Manitoulin Expositor
- Type: Weekly newspaper
- Owner(s): Manitoulin Publishing Company Ltd
- Founder(s): William Loe Smith
- Founded: 1879
- Headquarters: 1 Manitowaning Road Little Current, Ontario P0P 1K0
- Website: https://www.manitoulin.com/

= Manitoulin Expositor =

Canadian newspaper in Ontario

The Manitoulin Expositor is a Canadian weekly newspaper, published in Little Current, Ontario to serve residents of Manitoulin Island.

== History ==
Launched in 1879 by editor William Loe Smith, it is the oldest still-extant newspaper in the Northern Ontario region.

The paper is nationally most noted for winning the Michener Award for public service journalism in 1982, for its investigation into the high local suicide rate. The investigation led to the launch of a community-operated suicide prevention hotline.
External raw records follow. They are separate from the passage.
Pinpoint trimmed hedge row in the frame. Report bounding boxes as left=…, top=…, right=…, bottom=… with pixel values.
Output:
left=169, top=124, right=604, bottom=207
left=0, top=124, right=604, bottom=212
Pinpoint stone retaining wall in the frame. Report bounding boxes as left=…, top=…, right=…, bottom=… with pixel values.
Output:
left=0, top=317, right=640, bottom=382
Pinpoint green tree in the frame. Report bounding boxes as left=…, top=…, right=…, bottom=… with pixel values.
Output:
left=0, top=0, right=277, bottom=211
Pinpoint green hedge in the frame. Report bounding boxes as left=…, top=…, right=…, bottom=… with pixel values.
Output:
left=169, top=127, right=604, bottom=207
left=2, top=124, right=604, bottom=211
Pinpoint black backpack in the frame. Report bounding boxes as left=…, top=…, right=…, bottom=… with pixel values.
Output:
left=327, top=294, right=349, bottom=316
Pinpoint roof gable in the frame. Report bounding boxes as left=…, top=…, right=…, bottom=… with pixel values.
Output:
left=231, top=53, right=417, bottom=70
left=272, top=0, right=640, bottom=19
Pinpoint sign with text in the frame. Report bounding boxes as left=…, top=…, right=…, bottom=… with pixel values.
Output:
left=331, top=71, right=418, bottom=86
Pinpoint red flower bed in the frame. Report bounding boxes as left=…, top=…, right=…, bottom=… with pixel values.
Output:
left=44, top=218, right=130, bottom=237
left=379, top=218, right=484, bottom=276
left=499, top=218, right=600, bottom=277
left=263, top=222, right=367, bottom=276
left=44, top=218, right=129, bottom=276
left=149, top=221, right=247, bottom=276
The paper was acquired in 1970 by Rick McCutcheon, who had joined the paper as an editor in 1968. He remains the paper's owner and publisher emeritus today, although he is semi-retired and day to day operations as editor and publisher are now handled by his daughter Alicia McCutcheon. In 2020, Rick McCutcheon was inducted into the Ontario Community Newspapers Association's Hall of Fame.

In 2001, the paper acquired the formerly competing Manitoulin West Recorder in Gore Bay. Both titles are still in operation as of 2020.